Castro studies the olfactory bulb, the part of the brain that directly receives information about odors from the nose. In this project, he seeks to understand the organization of that structure, specifically whether the bulb is divided into circuit modules that can be identified through genomic data mining.
Those data-mining studies will be supplemented with physiological and anatomical research to determine whether, or how, the olfactory bulb modules are distinguished from one another physiologically and in their neurological connectivity.
In other words, can genomic analysis be used to anticipate physiological structure and function? “The research will try to ‘close the loop’ — that is, experimentally test predictions based on data mining,” Castro says. “That’s something that has been historically tough to do.”
Castro predicts that the tools and techniques used in the project will be valuable for studying circuit structures throughout the brain, including pathologies underlying psychiatric disorders.
INBRE programs operate in 23 states or U.S. territories.

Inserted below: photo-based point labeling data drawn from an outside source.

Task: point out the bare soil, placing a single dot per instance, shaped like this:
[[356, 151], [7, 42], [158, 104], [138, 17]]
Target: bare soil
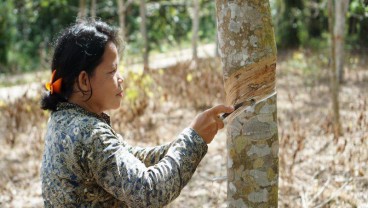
[[316, 169]]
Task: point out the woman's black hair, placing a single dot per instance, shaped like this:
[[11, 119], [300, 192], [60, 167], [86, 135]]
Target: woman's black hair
[[79, 47]]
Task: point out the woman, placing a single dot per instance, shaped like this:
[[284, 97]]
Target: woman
[[86, 163]]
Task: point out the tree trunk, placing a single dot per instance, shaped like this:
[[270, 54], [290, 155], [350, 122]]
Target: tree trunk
[[93, 9], [142, 11], [122, 7], [341, 8], [334, 81], [82, 13], [248, 53], [195, 28]]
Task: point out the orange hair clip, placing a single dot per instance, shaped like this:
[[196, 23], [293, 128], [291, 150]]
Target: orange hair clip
[[54, 86]]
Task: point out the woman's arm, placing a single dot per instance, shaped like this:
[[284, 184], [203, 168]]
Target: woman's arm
[[148, 155], [123, 175]]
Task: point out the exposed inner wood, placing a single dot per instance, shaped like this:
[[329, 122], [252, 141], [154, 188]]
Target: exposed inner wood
[[254, 81]]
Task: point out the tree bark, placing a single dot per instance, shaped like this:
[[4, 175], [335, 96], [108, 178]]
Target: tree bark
[[248, 53], [122, 8], [341, 8], [93, 9], [195, 28], [334, 77], [82, 13], [143, 12]]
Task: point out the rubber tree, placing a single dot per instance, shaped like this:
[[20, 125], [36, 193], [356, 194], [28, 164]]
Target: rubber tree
[[143, 28], [122, 8], [341, 9], [248, 54], [195, 29], [93, 9], [82, 11]]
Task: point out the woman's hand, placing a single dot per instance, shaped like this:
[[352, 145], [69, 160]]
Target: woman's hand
[[207, 123]]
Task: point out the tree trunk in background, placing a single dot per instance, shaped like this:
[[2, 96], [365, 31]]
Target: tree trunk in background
[[334, 81], [142, 11], [248, 53], [93, 9], [82, 13], [122, 7], [195, 28], [341, 8]]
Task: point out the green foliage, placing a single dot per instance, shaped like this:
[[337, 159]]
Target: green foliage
[[28, 27]]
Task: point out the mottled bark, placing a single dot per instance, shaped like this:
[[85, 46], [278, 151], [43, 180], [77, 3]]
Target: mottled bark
[[93, 9], [248, 52], [341, 8], [334, 81], [143, 28], [82, 12], [122, 8], [195, 28]]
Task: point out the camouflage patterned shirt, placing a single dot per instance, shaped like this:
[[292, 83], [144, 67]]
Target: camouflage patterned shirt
[[87, 164]]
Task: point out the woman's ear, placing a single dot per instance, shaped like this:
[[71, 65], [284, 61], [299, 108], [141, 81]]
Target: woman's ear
[[83, 81]]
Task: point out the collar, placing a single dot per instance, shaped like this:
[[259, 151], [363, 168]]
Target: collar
[[66, 106]]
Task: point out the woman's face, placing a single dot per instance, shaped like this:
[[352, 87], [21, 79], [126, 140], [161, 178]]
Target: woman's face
[[106, 82]]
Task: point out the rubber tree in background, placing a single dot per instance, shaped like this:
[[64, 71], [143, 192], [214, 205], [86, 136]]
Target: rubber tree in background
[[82, 11], [93, 9], [248, 53], [195, 29], [341, 9], [122, 8], [143, 28]]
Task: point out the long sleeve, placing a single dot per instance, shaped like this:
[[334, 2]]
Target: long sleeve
[[148, 155], [126, 177]]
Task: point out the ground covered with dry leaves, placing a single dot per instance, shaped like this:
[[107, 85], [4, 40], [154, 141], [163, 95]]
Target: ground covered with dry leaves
[[316, 169]]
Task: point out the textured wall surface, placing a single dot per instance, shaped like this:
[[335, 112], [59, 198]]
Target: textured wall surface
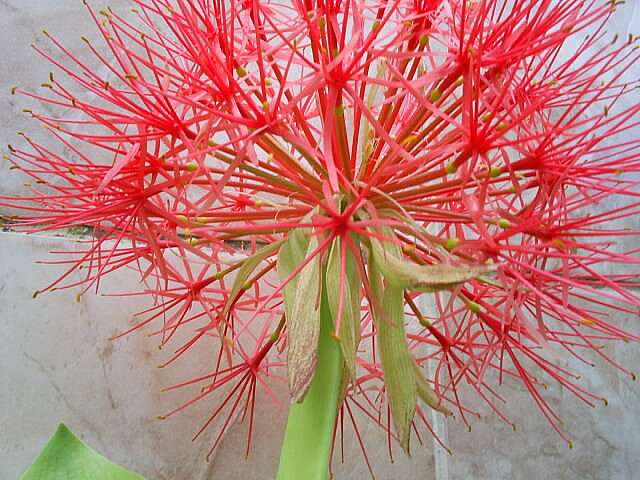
[[57, 364]]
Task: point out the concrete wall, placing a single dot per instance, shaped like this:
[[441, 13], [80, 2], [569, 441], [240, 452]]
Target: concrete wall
[[57, 364]]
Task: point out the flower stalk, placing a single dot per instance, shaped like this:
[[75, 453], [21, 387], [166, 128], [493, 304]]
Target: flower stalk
[[309, 435]]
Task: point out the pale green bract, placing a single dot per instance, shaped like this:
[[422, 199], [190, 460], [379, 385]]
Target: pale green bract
[[404, 274], [248, 266], [302, 307], [349, 334]]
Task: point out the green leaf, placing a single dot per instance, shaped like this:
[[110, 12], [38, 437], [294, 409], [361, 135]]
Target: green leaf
[[404, 274], [248, 266], [65, 457], [303, 318], [308, 438], [397, 363], [349, 334]]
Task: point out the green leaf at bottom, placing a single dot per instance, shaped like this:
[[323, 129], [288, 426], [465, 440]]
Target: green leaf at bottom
[[66, 457]]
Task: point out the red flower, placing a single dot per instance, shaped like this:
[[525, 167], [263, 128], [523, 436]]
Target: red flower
[[461, 149]]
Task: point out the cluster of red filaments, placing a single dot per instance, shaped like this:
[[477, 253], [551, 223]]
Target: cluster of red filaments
[[481, 132]]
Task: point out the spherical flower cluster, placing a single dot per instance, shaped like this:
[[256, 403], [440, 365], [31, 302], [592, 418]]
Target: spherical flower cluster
[[261, 161]]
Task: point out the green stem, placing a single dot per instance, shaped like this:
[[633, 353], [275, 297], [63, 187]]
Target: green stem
[[306, 449]]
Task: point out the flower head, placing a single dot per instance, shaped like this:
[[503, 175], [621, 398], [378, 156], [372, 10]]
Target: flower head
[[246, 156]]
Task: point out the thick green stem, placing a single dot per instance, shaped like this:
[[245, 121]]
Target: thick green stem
[[306, 450]]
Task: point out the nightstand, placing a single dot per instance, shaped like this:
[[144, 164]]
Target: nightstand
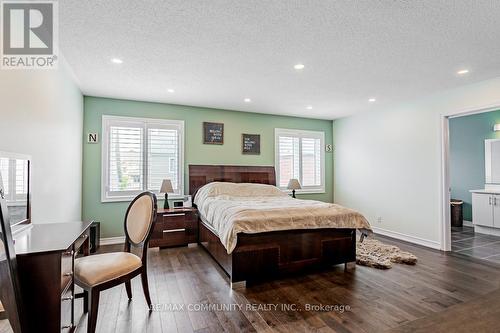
[[175, 227]]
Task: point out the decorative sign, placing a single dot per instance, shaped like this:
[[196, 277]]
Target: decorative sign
[[250, 144], [92, 138], [213, 133]]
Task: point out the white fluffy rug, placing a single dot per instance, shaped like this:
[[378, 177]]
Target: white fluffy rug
[[374, 253]]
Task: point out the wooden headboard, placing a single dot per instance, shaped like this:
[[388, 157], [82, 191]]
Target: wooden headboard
[[200, 175]]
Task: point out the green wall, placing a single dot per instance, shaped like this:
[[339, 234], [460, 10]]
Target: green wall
[[467, 135], [235, 123]]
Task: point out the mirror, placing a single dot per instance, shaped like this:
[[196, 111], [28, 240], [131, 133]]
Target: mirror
[[492, 161]]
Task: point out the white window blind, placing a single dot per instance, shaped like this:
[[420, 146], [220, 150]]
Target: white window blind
[[14, 179], [138, 154], [300, 155]]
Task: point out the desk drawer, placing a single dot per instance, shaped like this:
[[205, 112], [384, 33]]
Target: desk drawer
[[66, 268], [79, 242]]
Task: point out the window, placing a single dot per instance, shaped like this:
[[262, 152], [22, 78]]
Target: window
[[138, 154], [300, 154], [14, 174]]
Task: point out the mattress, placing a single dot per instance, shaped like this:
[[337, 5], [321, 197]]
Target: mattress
[[230, 208]]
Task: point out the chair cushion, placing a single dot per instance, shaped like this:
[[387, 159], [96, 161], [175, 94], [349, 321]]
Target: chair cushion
[[96, 269]]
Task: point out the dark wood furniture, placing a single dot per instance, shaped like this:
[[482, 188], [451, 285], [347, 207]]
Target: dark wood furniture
[[269, 254], [45, 259], [175, 227], [10, 291], [135, 242]]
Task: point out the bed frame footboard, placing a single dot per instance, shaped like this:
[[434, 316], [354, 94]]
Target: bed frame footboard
[[275, 254]]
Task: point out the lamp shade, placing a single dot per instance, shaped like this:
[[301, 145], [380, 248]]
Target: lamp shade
[[294, 184], [166, 186]]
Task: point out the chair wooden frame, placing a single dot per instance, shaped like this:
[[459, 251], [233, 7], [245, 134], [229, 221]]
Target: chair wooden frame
[[91, 294]]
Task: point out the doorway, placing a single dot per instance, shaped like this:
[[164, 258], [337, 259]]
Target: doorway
[[463, 172]]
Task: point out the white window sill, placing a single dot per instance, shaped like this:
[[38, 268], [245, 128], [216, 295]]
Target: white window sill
[[159, 197]]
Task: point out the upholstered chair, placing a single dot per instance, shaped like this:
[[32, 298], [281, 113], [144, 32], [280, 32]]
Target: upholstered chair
[[103, 271]]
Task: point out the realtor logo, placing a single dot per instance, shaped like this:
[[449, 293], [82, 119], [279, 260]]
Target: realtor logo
[[29, 31]]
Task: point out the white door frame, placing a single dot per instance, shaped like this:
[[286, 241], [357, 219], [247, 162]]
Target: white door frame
[[444, 119]]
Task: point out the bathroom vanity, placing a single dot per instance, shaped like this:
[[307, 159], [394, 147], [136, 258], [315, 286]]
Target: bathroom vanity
[[486, 202]]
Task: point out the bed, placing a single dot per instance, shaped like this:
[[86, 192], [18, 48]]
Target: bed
[[264, 234]]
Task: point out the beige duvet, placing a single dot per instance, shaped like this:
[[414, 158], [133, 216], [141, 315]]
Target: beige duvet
[[252, 208]]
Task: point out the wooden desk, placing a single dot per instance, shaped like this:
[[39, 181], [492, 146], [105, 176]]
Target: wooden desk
[[45, 259]]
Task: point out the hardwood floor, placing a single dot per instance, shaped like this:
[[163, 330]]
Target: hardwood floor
[[442, 289], [467, 242]]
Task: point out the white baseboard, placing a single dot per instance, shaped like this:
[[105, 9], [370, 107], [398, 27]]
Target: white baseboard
[[408, 238], [486, 230], [468, 223], [112, 240]]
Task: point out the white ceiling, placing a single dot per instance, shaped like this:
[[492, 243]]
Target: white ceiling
[[215, 53]]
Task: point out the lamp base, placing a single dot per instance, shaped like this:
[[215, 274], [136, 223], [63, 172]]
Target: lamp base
[[165, 205]]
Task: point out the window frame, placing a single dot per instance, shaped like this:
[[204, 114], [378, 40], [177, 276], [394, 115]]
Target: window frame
[[296, 133], [107, 121]]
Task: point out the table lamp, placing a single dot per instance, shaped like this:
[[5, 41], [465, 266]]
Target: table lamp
[[293, 185], [166, 187]]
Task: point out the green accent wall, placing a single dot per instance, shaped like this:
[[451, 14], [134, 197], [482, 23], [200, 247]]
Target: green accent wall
[[467, 135], [111, 214]]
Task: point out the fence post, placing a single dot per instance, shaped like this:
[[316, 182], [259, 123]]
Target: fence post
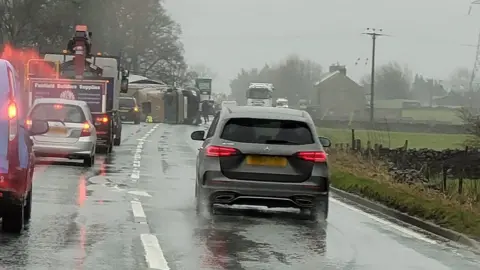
[[460, 180], [405, 146], [358, 145], [444, 178], [353, 139]]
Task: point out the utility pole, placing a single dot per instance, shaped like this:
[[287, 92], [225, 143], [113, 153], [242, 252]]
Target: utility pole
[[374, 33], [476, 63]]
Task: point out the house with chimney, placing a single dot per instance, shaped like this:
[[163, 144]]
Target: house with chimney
[[338, 96]]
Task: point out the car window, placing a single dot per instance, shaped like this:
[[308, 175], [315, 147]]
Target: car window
[[126, 102], [62, 112], [267, 131], [213, 126]]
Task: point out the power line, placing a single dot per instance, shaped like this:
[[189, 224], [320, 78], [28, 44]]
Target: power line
[[374, 33], [476, 62]]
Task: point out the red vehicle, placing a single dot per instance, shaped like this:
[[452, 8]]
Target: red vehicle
[[16, 156]]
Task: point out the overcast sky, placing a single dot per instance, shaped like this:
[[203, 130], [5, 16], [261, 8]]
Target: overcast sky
[[426, 35]]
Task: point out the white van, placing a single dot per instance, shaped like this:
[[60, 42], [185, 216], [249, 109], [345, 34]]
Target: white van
[[227, 103]]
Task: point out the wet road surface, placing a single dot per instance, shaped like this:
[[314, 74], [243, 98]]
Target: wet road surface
[[135, 209], [249, 239], [81, 218]]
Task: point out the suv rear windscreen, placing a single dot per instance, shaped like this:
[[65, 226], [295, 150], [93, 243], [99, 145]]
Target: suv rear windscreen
[[62, 112], [267, 131], [126, 102]]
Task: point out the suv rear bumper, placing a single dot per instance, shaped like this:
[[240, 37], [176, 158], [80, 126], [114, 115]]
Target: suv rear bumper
[[75, 150], [129, 116], [221, 190]]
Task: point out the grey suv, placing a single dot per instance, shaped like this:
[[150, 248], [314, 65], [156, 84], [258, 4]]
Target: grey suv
[[262, 156]]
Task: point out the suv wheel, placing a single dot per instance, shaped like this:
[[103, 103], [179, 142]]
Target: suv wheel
[[117, 141], [13, 221], [89, 161]]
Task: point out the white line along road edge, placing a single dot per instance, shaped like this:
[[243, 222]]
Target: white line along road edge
[[153, 252], [135, 175]]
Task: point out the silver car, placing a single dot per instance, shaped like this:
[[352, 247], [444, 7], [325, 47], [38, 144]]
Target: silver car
[[263, 156], [71, 134]]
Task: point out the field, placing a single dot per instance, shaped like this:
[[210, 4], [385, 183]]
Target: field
[[432, 114], [396, 139]]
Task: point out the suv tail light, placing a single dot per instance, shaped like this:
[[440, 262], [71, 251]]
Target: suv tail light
[[313, 156], [102, 120], [28, 123], [86, 130], [12, 120], [221, 151]]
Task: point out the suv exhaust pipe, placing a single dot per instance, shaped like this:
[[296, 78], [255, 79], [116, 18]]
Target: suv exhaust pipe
[[303, 201], [224, 198]]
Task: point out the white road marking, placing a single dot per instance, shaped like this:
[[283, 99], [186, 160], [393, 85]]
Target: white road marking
[[153, 252], [139, 193], [135, 174], [137, 209], [399, 228]]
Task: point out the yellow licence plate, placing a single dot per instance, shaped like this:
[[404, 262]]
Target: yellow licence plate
[[57, 130], [267, 161]]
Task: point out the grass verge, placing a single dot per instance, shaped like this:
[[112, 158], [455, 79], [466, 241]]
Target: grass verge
[[371, 181], [396, 139]]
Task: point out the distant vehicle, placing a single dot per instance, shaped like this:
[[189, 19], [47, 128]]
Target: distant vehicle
[[302, 104], [262, 156], [260, 94], [71, 135], [16, 157], [227, 103], [282, 103], [128, 109]]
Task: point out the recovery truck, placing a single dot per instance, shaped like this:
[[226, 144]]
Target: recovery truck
[[96, 79]]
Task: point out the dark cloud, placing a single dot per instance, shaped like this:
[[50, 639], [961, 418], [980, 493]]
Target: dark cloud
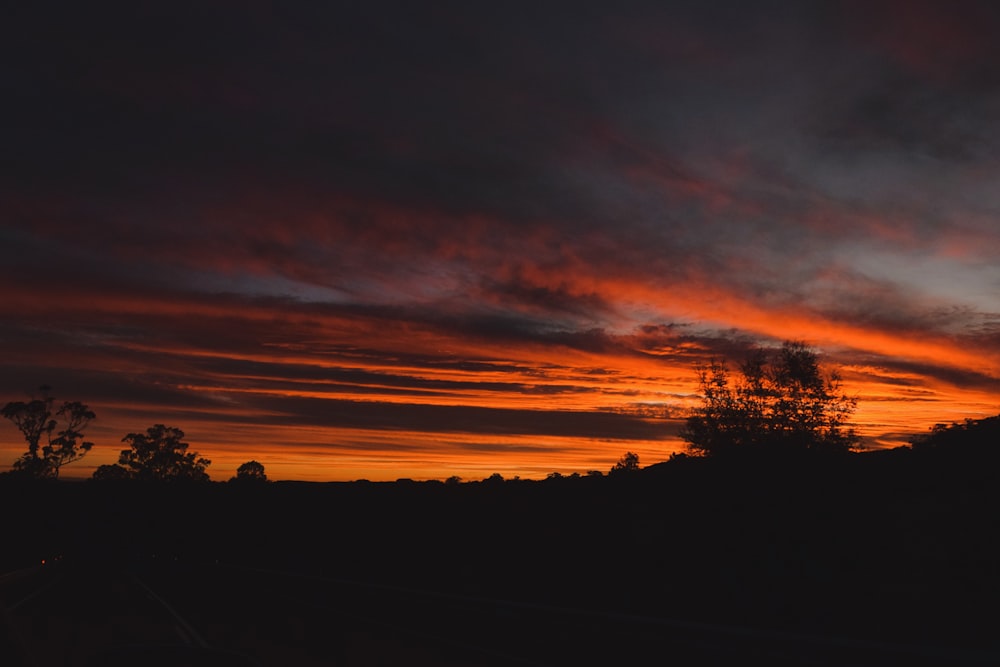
[[463, 205]]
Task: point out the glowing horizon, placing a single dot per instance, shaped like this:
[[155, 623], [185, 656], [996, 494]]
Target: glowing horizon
[[491, 243]]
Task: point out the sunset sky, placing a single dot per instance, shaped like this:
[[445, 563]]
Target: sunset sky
[[412, 239]]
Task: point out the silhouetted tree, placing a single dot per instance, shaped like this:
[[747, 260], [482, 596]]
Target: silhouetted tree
[[782, 402], [159, 454], [110, 473], [251, 471], [629, 462], [54, 435]]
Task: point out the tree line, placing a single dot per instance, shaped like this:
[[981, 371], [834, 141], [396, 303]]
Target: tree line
[[54, 434], [780, 401]]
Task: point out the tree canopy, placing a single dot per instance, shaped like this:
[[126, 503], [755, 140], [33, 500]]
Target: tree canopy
[[251, 471], [781, 402], [159, 454], [54, 434], [629, 462]]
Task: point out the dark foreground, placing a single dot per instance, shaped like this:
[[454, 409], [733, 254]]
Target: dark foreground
[[884, 558]]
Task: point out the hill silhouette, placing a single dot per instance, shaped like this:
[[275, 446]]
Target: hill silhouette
[[897, 545]]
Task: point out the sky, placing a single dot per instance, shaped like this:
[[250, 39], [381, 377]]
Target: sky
[[381, 240]]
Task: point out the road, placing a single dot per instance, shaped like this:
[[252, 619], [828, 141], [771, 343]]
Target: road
[[161, 611]]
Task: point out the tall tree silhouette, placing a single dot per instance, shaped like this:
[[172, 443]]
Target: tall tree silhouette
[[159, 454], [782, 402], [54, 434]]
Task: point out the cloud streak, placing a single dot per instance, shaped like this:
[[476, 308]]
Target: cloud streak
[[345, 238]]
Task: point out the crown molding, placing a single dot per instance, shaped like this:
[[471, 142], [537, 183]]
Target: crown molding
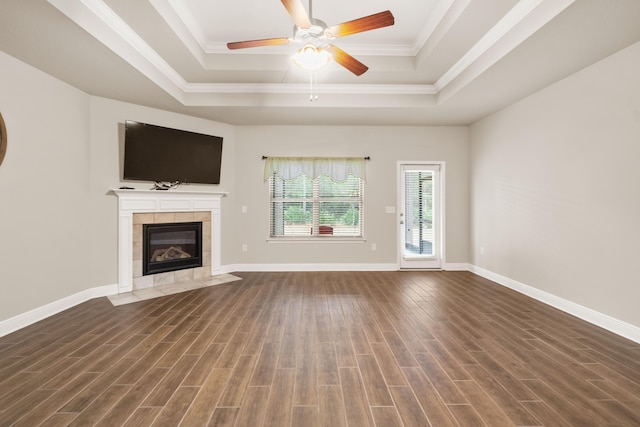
[[95, 17]]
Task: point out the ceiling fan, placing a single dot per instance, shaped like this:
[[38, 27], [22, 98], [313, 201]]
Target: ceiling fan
[[316, 37]]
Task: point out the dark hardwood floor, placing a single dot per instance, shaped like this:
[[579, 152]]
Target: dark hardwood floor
[[321, 349]]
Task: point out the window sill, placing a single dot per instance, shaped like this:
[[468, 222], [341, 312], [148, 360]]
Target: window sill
[[323, 239]]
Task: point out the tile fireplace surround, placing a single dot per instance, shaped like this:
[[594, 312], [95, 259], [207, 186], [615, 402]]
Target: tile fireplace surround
[[150, 206]]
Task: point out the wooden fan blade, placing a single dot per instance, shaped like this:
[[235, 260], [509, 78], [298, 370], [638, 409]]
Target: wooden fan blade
[[297, 12], [258, 43], [366, 23], [347, 61]]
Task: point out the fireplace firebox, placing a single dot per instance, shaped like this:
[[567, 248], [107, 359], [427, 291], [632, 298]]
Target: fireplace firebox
[[171, 246]]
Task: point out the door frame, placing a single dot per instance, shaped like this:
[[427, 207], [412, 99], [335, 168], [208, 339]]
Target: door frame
[[440, 210]]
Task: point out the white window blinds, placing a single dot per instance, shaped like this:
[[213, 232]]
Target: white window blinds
[[312, 198]]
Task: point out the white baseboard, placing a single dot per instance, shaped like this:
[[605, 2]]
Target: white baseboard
[[30, 317], [609, 323], [456, 266], [310, 267]]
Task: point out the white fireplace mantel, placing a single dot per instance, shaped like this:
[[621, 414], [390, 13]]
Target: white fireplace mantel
[[152, 201]]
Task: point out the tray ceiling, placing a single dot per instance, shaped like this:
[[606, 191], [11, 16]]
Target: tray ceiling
[[443, 62]]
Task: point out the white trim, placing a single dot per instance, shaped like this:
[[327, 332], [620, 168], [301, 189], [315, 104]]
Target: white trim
[[609, 323], [440, 202], [154, 201], [37, 314], [455, 266], [311, 267]]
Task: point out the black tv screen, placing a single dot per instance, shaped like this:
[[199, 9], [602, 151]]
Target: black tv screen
[[160, 154]]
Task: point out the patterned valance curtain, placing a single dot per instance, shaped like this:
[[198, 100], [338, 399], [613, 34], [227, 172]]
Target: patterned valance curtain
[[337, 168]]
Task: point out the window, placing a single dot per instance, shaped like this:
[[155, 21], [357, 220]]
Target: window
[[318, 208]]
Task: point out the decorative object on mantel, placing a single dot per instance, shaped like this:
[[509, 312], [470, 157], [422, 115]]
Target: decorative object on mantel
[[3, 139]]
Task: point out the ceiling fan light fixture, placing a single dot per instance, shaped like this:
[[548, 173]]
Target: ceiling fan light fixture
[[311, 58]]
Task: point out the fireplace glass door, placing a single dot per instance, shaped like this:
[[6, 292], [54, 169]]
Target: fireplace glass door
[[170, 247]]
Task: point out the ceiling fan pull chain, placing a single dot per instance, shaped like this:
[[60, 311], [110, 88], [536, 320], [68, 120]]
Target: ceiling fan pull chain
[[312, 96]]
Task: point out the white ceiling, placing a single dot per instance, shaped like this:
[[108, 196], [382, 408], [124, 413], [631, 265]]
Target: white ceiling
[[443, 62]]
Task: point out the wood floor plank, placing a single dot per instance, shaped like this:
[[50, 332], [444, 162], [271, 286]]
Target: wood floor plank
[[386, 416], [304, 416], [373, 381], [306, 380], [222, 417], [204, 403], [238, 382], [175, 408], [355, 399], [254, 406], [409, 409], [429, 398], [281, 398], [331, 404]]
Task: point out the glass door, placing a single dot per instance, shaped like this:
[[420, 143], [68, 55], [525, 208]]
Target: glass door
[[419, 218]]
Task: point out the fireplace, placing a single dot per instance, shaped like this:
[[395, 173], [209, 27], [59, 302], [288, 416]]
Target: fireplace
[[139, 207], [171, 246]]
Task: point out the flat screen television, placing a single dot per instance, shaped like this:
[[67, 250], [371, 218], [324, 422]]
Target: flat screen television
[[160, 154]]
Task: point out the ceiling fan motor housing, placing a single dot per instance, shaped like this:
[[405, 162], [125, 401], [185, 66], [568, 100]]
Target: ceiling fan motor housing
[[316, 35]]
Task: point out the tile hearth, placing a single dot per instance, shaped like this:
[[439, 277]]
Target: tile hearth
[[170, 289]]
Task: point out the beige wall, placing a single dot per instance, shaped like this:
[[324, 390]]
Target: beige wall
[[386, 146], [107, 144], [44, 187], [554, 188]]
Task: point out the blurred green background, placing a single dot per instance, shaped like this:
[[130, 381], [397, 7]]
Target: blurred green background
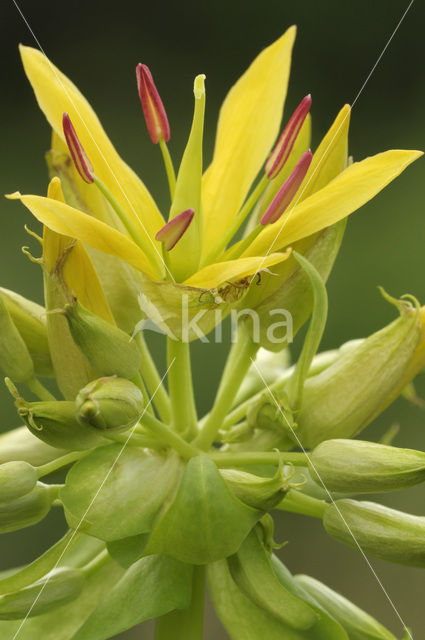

Bates joined Maine’s INBRE program in 2001, the year it was created.
INBRE is important to the growth and stability of the scientific establishment in states that receive comparatively low amounts of NIH funding. The program pays for resources that might otherwise be out of reach — for instance, the data sets that both Castro and Williams will draw on for their research.
“The INBRE grants really allow us to train up-and-coming scientists and create new knowledge in an era where other sources of federal science funding are at a low level,” says Williams.
In addition to supporting individual faculty research at Bates, INBRE provides institutional support, with an emphasis on student research and travel: INBRE funds six or seven faculty-student research grants and two summer fellowships for undergraduates each year.
INBRE helped build the Imaging and Computing Center at Bates, and pays for Bates students who take two-week laboratory courses each spring during Short Term at the Mount Desert Island Biological Laboratory, the lead institution for INBRE in Maine. It also supports collaborations between partner institutions, such as a molecular biology and bio-imaging course Bates is undertaking later this summer with Southern Maine Community College.
Since INBRE’s inception, it has brought $50 million in federal funds into Maine, improved research infrastructure and trained more than 2,000 Maine students in biomedical research techniques, according to the MDIBL. INBRE grants have led to the creation of more than 100 new high-paying Maine jobs in research and education.
In addition to Bates and MDIBL, the member institutions are a second major research facility, The Jackson Laboratory; the University of Maine, its University of Maine Honors College, University of Maine System campuses at Farmington, Fort Kent, Machias and Presque Isle; Southern Maine Community College; Colby and Bowdoin colleges and the College of the Atlantic.